Traders Sift Through Virtual Cancer Meeting’s Winners and Losers
(Bloomberg) -- Biotechnology stocks saw broad swings Friday morning as investors worked their way through a deluge of data from cancer drug developers presenting at the American Society of Clinical Oncology’s virtual annual meeting.
Wall Street was quick to crown small-caps Adaptimmune Therapeutics Plc and Trillium Therapeutics Inc. as well as heavyweight AstraZeneca Plc among the early winners with shares rallying on the back of their respective updates. On the flip side, uninspiring results from Arvinas Inc.’s prostate cancer study and Aveo Pharmaceuticals Inc.’s kidney cancer trial drove investors to punish shares.
Here’s a breakdown of some of ASCO’s biggest winners and losers:
The small developer of cell therapies more than doubled in Friday’s session after announcing updated early-stage results from a handful of trials in a range of cancer types. The company said its treatments drove responses in esophagogastric junction, lung, and head and neck cancer patients. Adaptimmune plans to start a mid-stage study of its therapy in esophagogastric junction cancer patients in the first half of next year.
The hedge fund darling jumped as much as 21% after updated results for its early-stage study of TTI-622 showed a second patient responded to treatment with their cancer shrinking, providing further evidence that the drug could help patients with lymphoma that has progressed after trying previous therapies.
Ladenburg Thalmann analyst Wangzhi Li wrote that the update showcased “excellent safety and surprising monotherapy activity” in the second patient. The 81-year-old patient’s response was classified as a partial response, but looked like it was almost a complete recovery with nearly 100% of the tumor reduced after eight weeks of follow-up.
Shares of the pharmaceutical giant rallied as much as 3.4% in London after updates from a trio of key cancer drugs.

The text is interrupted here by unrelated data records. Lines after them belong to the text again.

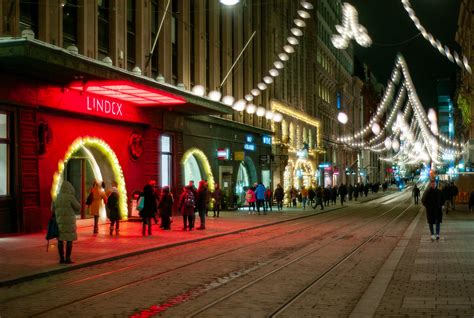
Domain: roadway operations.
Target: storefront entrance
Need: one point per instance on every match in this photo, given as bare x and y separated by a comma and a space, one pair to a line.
196, 168
88, 160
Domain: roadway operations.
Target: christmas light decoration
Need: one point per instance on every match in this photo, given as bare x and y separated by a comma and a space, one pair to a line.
350, 29
104, 148
453, 57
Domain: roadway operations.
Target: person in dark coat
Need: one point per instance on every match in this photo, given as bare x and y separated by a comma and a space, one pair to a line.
342, 193
416, 193
471, 201
433, 200
166, 206
113, 209
279, 195
217, 196
65, 208
149, 208
201, 203
186, 207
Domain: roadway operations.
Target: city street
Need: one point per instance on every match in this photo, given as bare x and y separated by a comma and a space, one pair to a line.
326, 264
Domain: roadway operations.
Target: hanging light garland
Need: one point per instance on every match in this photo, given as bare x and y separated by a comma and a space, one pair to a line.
350, 29
419, 141
454, 57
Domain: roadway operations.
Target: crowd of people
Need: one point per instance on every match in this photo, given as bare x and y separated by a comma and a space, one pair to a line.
195, 202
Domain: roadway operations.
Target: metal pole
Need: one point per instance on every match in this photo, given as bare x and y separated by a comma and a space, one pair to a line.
237, 59
157, 34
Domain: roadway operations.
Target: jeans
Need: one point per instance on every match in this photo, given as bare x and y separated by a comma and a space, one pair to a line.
438, 225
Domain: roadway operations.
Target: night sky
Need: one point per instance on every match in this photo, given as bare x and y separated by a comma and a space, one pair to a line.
388, 25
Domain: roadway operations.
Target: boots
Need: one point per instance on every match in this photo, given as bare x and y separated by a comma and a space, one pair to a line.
61, 252
68, 252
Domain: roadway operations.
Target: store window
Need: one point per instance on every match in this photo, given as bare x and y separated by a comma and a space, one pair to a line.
166, 160
4, 155
70, 23
131, 34
104, 25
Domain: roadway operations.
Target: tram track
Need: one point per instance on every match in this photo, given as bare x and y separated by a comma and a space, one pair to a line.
162, 273
313, 282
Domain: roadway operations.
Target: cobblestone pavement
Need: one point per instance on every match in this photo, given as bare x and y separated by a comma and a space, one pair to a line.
400, 274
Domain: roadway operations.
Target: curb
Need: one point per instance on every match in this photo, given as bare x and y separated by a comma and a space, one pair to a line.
26, 278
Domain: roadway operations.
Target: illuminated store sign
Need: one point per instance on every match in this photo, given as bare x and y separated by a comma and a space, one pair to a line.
250, 147
223, 153
266, 140
101, 105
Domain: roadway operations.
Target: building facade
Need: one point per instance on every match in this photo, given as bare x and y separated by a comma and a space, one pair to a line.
88, 51
465, 95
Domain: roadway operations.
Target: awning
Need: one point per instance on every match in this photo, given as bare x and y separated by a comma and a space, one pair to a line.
40, 60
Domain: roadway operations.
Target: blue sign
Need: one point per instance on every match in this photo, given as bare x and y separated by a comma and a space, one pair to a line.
267, 140
250, 147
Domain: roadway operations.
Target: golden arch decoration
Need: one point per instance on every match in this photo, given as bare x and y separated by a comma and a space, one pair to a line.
199, 154
104, 148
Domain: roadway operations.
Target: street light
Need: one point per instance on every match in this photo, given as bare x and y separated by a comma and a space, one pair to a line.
229, 2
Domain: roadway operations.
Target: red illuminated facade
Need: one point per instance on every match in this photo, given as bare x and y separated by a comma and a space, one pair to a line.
120, 120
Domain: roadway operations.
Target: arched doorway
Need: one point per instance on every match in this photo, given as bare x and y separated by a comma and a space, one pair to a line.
246, 177
87, 160
196, 167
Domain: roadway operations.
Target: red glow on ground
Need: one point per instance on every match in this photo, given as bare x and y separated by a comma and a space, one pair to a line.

The U.K. drugmaker said its blockbuster drug Tagrisso cut the risk of lung cancer death while studies of Imfinzi and Enhertu showed meaningful benefits for patients with small-cell lung cancer and gastric cancer.
Autolus was among the Nasdaq Biotechnology Index’s top performers Friday after announcing new data on its CAR-T cell therapy in patients with diffuse large B cell lymphoma. The updated results showed the medicine was well tolerated with no patients experiencing dose-limiting toxicity, and there were no treatment-related deaths.

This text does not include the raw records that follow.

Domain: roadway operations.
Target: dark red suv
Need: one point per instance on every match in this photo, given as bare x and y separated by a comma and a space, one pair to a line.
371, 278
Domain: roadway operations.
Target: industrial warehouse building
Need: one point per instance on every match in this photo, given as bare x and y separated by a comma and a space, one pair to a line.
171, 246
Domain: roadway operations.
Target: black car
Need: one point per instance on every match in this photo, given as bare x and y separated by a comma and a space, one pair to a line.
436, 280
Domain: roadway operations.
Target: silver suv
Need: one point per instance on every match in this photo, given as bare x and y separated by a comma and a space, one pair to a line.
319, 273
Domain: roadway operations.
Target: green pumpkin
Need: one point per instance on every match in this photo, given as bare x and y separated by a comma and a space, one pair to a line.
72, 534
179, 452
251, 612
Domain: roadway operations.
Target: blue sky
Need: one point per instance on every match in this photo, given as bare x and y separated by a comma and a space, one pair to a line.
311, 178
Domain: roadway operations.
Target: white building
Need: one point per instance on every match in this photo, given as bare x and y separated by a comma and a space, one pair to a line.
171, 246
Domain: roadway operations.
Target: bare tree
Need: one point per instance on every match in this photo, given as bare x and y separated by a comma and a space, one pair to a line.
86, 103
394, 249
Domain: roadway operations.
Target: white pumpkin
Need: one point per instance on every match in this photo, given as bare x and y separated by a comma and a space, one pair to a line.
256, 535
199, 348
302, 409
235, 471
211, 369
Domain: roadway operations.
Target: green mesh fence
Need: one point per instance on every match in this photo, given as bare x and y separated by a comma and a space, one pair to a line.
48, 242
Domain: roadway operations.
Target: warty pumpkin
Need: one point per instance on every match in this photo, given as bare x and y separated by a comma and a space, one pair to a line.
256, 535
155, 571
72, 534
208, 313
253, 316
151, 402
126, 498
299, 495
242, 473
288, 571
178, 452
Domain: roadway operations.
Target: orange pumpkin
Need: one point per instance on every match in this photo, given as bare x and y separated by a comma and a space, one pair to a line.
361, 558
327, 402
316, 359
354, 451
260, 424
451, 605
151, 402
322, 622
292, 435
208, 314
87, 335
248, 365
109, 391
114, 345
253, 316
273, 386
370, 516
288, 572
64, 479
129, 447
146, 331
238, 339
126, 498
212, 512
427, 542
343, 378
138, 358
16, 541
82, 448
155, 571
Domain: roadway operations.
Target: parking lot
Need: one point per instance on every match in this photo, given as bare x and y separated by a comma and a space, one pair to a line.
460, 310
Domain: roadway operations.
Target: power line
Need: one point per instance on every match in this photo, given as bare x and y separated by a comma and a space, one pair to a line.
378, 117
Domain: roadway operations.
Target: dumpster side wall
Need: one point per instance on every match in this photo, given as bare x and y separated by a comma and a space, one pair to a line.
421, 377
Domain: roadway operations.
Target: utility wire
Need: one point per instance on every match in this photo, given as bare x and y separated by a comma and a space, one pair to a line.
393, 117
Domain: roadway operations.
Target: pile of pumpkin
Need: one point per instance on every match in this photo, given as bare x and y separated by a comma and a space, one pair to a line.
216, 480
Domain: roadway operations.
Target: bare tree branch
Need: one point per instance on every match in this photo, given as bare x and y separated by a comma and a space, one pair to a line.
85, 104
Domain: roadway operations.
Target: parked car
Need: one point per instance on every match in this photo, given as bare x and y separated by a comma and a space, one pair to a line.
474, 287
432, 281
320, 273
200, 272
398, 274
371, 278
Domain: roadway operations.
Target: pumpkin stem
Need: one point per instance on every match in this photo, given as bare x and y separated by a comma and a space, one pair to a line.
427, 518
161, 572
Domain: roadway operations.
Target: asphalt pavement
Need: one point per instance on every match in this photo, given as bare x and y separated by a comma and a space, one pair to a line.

Aveo tumbled as much as 23%, the worst drop since early November, after late-stage results for its kidney cancer study showed its medicine didn’t extend lives longer than Bayer’s Nexavar. Aveo erased some of its loss after Baird raised its price target to a Street-high $24 from $15, saying the analysis removed an overhang on shares.

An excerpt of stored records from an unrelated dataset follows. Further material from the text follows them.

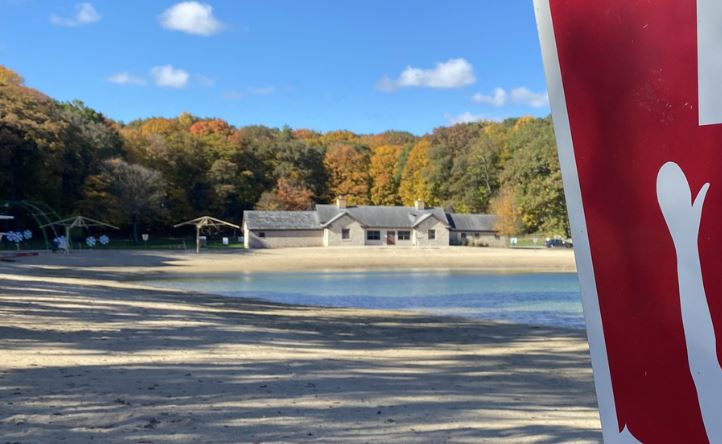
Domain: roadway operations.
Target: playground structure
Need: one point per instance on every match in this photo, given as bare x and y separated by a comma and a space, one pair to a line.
77, 222
49, 222
205, 222
41, 213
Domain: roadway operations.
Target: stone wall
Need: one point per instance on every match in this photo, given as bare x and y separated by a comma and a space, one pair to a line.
478, 238
283, 238
421, 234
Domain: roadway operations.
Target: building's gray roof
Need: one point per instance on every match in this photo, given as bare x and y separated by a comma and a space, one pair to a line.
281, 220
367, 215
472, 222
379, 216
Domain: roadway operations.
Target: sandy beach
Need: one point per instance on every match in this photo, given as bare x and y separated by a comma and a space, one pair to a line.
90, 356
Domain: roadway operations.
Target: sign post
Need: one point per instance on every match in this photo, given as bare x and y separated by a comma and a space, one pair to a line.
636, 96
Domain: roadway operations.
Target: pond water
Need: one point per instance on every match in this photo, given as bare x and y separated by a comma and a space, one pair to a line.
531, 298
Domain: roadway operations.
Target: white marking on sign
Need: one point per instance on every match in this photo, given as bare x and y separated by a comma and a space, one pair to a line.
611, 431
709, 61
683, 218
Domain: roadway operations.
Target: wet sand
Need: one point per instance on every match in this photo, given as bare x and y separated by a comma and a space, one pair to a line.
88, 356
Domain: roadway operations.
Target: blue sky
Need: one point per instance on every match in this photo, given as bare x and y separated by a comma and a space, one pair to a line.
367, 66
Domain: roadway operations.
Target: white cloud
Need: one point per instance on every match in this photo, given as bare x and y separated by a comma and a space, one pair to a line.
262, 91
205, 81
467, 117
170, 77
242, 95
85, 14
498, 98
519, 96
192, 18
454, 73
526, 97
125, 78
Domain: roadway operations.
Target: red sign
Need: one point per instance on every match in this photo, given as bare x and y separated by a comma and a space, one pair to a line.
636, 94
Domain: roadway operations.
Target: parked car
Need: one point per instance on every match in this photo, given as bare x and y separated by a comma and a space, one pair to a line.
558, 243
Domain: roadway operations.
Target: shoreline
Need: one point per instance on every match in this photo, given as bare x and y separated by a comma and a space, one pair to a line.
172, 262
90, 356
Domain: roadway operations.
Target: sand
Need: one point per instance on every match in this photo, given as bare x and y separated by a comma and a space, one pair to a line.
89, 356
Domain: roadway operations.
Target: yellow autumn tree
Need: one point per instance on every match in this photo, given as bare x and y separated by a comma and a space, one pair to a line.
509, 218
348, 169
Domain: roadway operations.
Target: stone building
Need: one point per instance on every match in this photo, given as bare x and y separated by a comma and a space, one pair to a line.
342, 225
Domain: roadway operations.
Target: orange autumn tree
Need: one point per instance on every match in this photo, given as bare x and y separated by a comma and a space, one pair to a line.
383, 171
286, 196
211, 127
348, 170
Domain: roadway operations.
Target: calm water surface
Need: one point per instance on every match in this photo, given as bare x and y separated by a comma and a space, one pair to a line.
541, 299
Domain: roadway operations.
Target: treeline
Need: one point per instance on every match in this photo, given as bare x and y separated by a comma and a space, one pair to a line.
157, 171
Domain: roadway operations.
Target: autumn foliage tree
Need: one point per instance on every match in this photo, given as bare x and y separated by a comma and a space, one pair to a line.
509, 218
415, 176
385, 177
58, 152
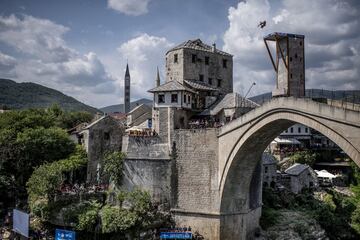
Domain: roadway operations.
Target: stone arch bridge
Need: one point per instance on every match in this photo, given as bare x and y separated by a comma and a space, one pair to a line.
216, 178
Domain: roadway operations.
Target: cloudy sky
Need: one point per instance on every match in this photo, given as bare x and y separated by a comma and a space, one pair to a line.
81, 47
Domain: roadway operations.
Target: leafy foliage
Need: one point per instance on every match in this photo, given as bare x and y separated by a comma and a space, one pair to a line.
45, 180
113, 166
30, 138
116, 219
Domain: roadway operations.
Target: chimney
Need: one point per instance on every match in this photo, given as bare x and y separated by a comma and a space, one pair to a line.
213, 47
157, 81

The New Haven, Connecticut-based biopharma company sank 18% to make it the Nasdaq Biotech Index’s worst performer after updated results from its early-stage trial of ARV-110 in prostate cancer failed to excite investors. Just two of the 20 patients in the trial saw their PSA levels decline by 50% or more, missing many analyst expectations.
MacroGenics fell as much as 16% after releasing additional data for a trio of cancer drugs. Wall Street has been closely watching early data on MGD013 and MGC018 after bullish commentary from its management team earlier this month caused shares to triple.
Shares of Allogene were little changed, erasing an initial drop, after updated results for its off-the-shelf CAR-T therapy showed a decline in patient benefit compared to an initial peek earlier this month. Twelve of 19 patients with blood cancer have responded to Allogene’s ALLO-501 in the “Alpha” study, including seven that had a complete response, the company said.
Analysts had already started to debate whether the early-stage drug data that spurred Allogene to recored highs and a more than $6 billion valuation was warranted.